They crept forward in the dark. Coming to some obstacle, Betty mounted it. Florence followed. A second and higher object lay before them, a circular affair. This, too, they mounted. Then began a slow and stealthy forward movement until with an all but inaudible sigh, Betty whispered:

“Down here.”

Gripped by the feet, Florence felt herself being pulled down into a hole some six or seven feet deep. Finding herself at last upon a solid surface, which appeared to be a floor, she crouched low to await further developments.

“It’s like playing hide-and-seek,” she told herself, “only one would hate dreadfully to be caught.”

“Caught?” At once her mind was busy with the problem of the rings. There was time now to think the whole affair through. And think it through she did.

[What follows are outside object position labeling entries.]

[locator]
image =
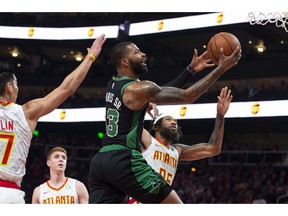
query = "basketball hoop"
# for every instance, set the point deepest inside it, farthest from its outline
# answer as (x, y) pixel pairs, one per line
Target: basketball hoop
(262, 18)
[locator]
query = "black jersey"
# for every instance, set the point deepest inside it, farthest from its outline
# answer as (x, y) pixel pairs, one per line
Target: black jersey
(123, 125)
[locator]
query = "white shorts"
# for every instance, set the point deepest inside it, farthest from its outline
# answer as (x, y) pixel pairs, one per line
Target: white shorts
(11, 196)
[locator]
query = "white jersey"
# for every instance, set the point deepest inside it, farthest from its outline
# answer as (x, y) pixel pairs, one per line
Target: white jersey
(15, 140)
(162, 159)
(66, 194)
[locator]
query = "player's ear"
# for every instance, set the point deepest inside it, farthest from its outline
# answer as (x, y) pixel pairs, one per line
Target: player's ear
(9, 87)
(124, 60)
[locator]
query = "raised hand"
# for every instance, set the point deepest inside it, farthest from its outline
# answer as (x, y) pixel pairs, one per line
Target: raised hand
(201, 62)
(224, 100)
(96, 47)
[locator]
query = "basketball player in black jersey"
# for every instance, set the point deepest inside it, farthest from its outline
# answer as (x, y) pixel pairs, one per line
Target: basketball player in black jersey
(119, 168)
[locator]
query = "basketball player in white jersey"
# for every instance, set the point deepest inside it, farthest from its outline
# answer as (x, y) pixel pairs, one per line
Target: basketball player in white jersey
(162, 152)
(17, 122)
(59, 189)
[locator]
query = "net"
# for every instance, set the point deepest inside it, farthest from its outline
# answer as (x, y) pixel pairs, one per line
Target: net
(262, 18)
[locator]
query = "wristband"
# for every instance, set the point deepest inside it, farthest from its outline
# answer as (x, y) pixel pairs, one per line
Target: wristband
(190, 69)
(92, 56)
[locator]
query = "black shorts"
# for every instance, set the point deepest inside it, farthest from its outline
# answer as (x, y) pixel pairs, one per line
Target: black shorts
(117, 171)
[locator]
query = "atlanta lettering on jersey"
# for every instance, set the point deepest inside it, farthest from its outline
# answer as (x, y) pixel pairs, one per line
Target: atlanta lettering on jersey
(64, 199)
(7, 125)
(166, 158)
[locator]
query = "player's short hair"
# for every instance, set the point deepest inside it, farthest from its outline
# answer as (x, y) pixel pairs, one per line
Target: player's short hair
(159, 117)
(6, 75)
(51, 151)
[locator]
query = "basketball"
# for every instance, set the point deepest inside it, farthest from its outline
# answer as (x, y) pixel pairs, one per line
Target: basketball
(228, 41)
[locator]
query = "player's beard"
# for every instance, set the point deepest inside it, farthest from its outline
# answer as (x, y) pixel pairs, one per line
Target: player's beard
(138, 68)
(170, 135)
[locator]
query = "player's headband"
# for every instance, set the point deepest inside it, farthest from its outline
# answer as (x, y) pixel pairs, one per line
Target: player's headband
(159, 117)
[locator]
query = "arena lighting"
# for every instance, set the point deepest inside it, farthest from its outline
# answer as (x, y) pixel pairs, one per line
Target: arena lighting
(188, 22)
(150, 27)
(255, 109)
(75, 33)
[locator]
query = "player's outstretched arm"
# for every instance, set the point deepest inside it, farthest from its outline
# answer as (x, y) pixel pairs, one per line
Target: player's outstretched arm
(39, 107)
(214, 145)
(138, 94)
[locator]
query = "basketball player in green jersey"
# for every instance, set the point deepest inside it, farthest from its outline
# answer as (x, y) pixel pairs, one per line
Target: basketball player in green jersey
(119, 168)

It had been strange, interesting, and in the end quite mysterious and startling. She had come upon the beginning of this adventure quite by chance. The small park where, eight hours each day she supervised children’s play, was in the center of the city’s most congested district. Though only one block square, this city playground was a boon indeed to the countless hundreds of children who swarmed there daily. To have a part in this, to bind up the hurts of the little ones, to settle the quarrels of the big ones, to keep things safe for everyone, to add encouragement here, to teach some new stunt there, all this was her great privilege and duty.

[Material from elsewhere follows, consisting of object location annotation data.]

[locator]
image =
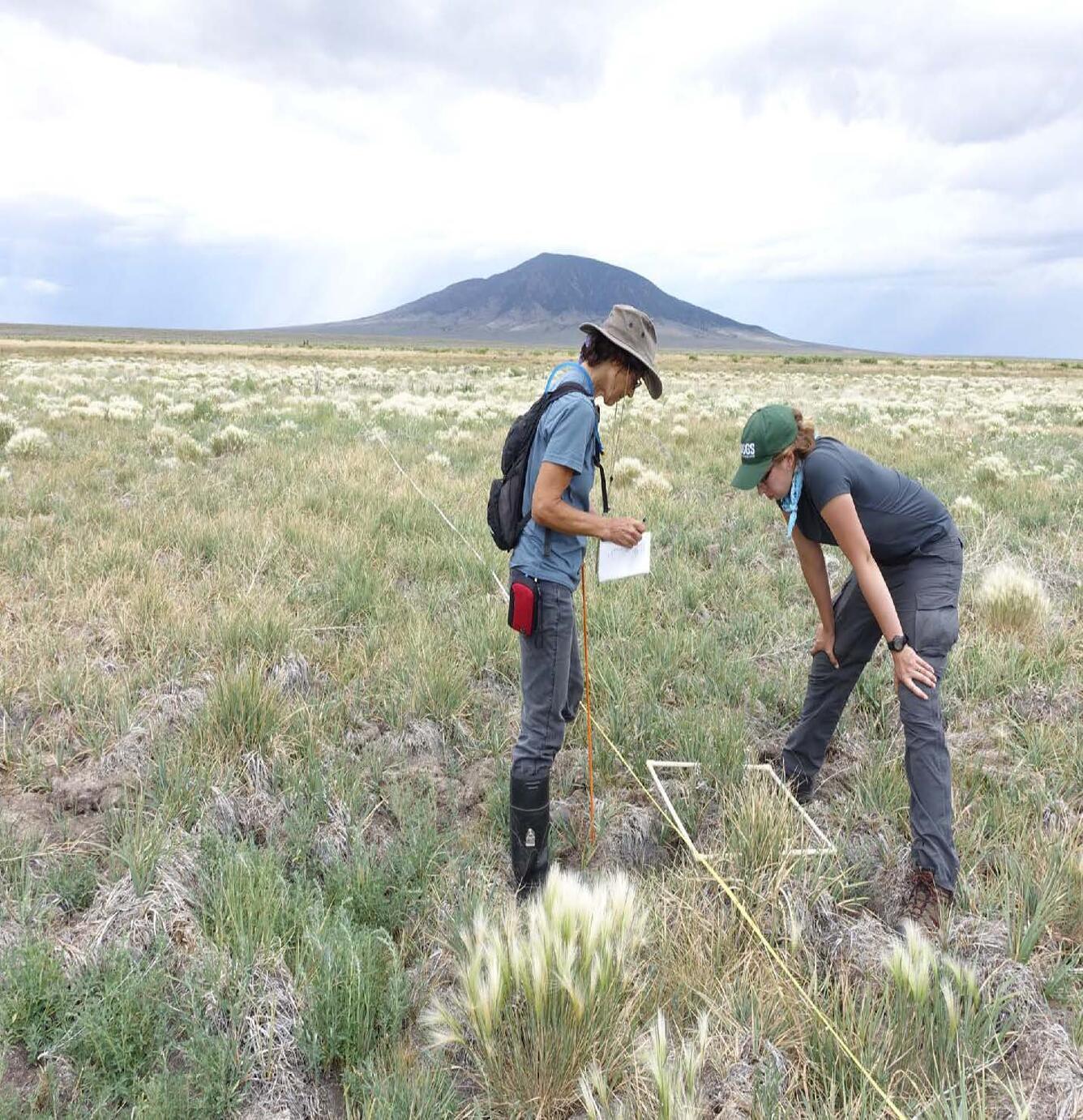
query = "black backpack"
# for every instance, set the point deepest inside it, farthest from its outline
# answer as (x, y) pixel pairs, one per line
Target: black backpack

But it was tiring. When the noon hour came Florence always found herself ready for a quiet stroll all alone. It was during one of these wandering trips on little frequented streets that a high pitched voice had caught her ear.

“How much am I bid?” The words came to her distinctly.

“An auction,” she had told herself. “Wonder what kind?”

She had stepped within. To her surprise she had found herself in a vast room lined about on every side by wire netting. Behind the screen were all manner of boxes and bundles. In one corner were boxes and baskets of silverware, watches and jewelry; in another bales of suits, coats and sheets. Here was a box of shoes and there a heap of blacksmith’s tools. From one corner a skull in a box grinned at her, and in another a stuffed alligator showed his gleaming rows of teeth.

“How strange!” she had said to herself.

It had all been quite confusing until she had learned that this was the Postoffice Department’s quarterly sale of unclaimed parcel post. Here all the articles lost in the mails during the past three months were being sold.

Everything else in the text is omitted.